The family of Johnny Cash has shared a statement demanding that no white supremacists, neo-Nazis and other hate groups use Cash's image or likeness in any form.
On Aug. 16, a statement was shared by Rosanne, Kathy, Cindy, Tara and John Carter Cash on their individual Facebook pages.
"We were alerted to a video of a young man in Charlottesville, a self-proclaimed neo-Nazi, spewing hatred and bile," the post begins. "He was wearing a t-shirt emblazoned with the name of Johnny Cash, our father. We were sickened by the association."
"Johnny Cash was a man whose heart beat with the rhythm of love and social justice," the letter reads before listing off a long list of the late country legend's humanitarian awards. "He would be horrified at even a casual use of his name or image for an idea or a cause founded in persecution and hatred.

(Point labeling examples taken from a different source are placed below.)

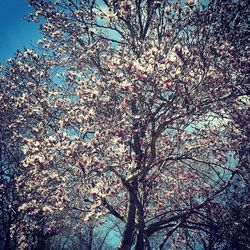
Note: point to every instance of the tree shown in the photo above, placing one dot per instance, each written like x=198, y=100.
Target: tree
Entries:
x=133, y=105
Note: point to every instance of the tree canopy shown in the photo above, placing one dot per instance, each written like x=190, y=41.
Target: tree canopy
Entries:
x=137, y=109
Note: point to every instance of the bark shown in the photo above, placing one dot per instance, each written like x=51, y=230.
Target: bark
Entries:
x=140, y=245
x=127, y=238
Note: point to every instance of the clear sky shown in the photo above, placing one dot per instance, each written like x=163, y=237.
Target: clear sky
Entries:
x=15, y=31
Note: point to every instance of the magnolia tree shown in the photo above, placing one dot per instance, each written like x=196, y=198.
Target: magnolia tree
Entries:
x=132, y=113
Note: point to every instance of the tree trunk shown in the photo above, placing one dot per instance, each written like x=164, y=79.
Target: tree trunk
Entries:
x=127, y=238
x=140, y=236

The white supremacists and neo-Nazis who marched in Charlottesville are poison in our society, and an insult to every American hero who wore a uniform to fight the Nazis in WWII."
The Cash family goes on to say that several of their extended family members served in WWII, and that they "do not judge race, color, sexual orientation or creed."
"To any who claim supremacy over other human beings, to any who believe in racial or religious hierarchy: we are not you," they explain. "Our father, as a person, icon, or symbol, is not you. We ask that the Cash name be kept far away from destructive and hateful ideology."